Convinced at Cambridge of his predestined damnation, he spent 15 years in religious melancholy, until about the age of thirty-six he had a vision of "himself being drawn up in a great net out of the sea, together with a multitude of fishes" and a voice saying "Mine own will I bring again, as I did sometime from the depths of the sea" He retired joyously to a hut in the depths of the Wash. He spoke no words, swam persistently, wore nothing but a girdle of fish-skins, and ate only fish-food. He would avoid his own name, but was called old Scaley and Ichthus, or rather Ιχθυς.
Towards the beginning of June 1815, he was seen by three fishermen, standing on the shore gazing towards the rising sun. He said to them, "Have you seen Him? Have you seen Him?". After some confusion at hearing the dumb speak, they explained that they had seen nobody. "But can you not see our Lord Himself, walking on the water?" They could see nothing but the golden track of the sun's reflection, but the Hermit cried out: "Thou shalt open my lips, O Lord! The tongue of the dumb shall sing", plunged in, and swam towards the sunrise.
His body was recovered a week later, having been drawn out by a trawler "with an astounding multitude of fish, so that the net brake" He was given Christian burial, probably at Pakefield, Suffolk; the cemetery has washed into the ocean, so the sea has him.
The group also created some other material about that very Augustan figure, the 10th Duke, including his pompous funeral inscription by the Rector of Duke's Denver (which living was of course in the Duke's gift), and a charcoal sketch for his portrait.
Dorothy Sayers does not appear to have noticed this anomaly, nor did her friends; when the professional herald of the group wrote up the Wimsey arms as a spoof article after her death for a heraldry magazine, a correspondent wrote in with the objection. The herald, C. W. Scott-Giles, later published a book, cited below, on the family which includes an intricate explanation: Lord Peter and his brother are descended from two branch lines of Wimseys, and the title was recreated in 1820, after the death of the 12th Duke.
So the 10th Duke is a collateral ancestor in the male line, a distant cousin. However, the relationship is closer if we include descents through women; the Duke's great-aunt married Lord Peter's direct ancestor.

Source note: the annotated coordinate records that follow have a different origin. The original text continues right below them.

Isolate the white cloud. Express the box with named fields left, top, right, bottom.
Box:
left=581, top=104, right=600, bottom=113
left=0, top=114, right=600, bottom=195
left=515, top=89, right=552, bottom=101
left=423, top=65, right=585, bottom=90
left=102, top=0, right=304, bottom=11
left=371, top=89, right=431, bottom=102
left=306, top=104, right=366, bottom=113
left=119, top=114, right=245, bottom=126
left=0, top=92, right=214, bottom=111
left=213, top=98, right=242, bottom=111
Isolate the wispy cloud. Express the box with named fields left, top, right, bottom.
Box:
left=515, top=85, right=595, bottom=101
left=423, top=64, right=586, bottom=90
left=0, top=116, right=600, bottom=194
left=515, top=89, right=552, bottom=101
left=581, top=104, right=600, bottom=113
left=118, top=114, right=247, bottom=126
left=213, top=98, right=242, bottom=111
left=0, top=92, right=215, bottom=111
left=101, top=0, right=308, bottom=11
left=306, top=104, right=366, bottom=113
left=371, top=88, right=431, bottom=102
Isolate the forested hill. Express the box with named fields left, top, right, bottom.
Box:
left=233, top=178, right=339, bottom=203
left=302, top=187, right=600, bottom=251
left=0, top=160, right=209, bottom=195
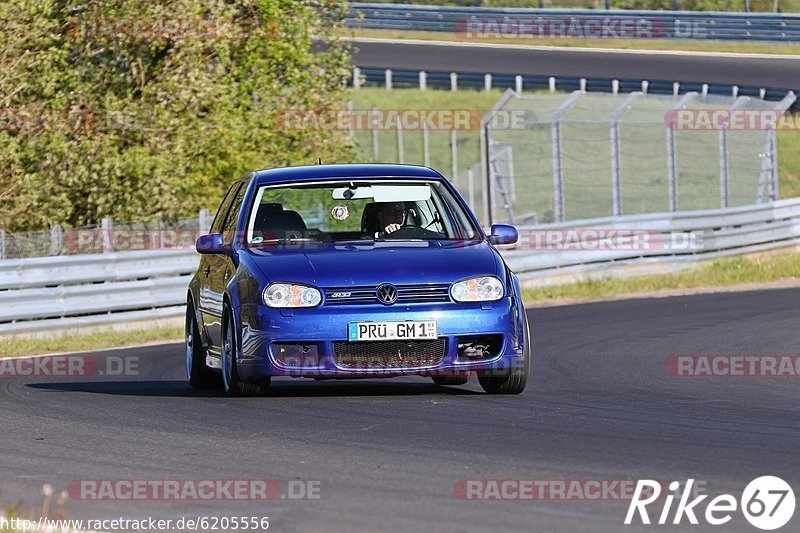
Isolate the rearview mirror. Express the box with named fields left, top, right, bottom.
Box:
left=489, top=224, right=519, bottom=244
left=195, top=233, right=226, bottom=254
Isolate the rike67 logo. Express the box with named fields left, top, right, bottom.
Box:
left=625, top=476, right=796, bottom=531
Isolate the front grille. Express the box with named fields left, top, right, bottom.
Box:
left=325, top=283, right=450, bottom=305
left=333, top=339, right=446, bottom=370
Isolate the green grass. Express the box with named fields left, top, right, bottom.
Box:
left=522, top=253, right=800, bottom=304
left=0, top=327, right=183, bottom=357
left=354, top=29, right=800, bottom=55
left=0, top=253, right=800, bottom=357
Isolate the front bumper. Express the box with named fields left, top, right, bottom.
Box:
left=238, top=297, right=524, bottom=380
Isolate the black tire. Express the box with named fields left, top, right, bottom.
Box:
left=222, top=307, right=270, bottom=397
left=478, top=309, right=531, bottom=394
left=432, top=374, right=469, bottom=387
left=184, top=301, right=219, bottom=389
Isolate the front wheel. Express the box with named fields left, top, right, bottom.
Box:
left=185, top=301, right=218, bottom=389
left=478, top=308, right=531, bottom=394
left=222, top=309, right=269, bottom=396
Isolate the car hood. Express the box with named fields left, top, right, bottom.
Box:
left=246, top=241, right=503, bottom=287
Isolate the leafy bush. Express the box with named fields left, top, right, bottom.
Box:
left=0, top=0, right=351, bottom=230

It may be closer still: The Duke's mother was a Death, like Lord Peter's grandmother (the "old family name" of Murder Must Advertise). Scott-Giles' reconstruction implies that both the Duke's daughters married and had children. Miss Sayers wrote about the inbreeding in Lord Peter's ancestry: it would be both likely and plausible that one of them married into the Deaths, the Delagardies, or one of the Wimsey lines; which would make the Duke Lord Peter's direct ancestor.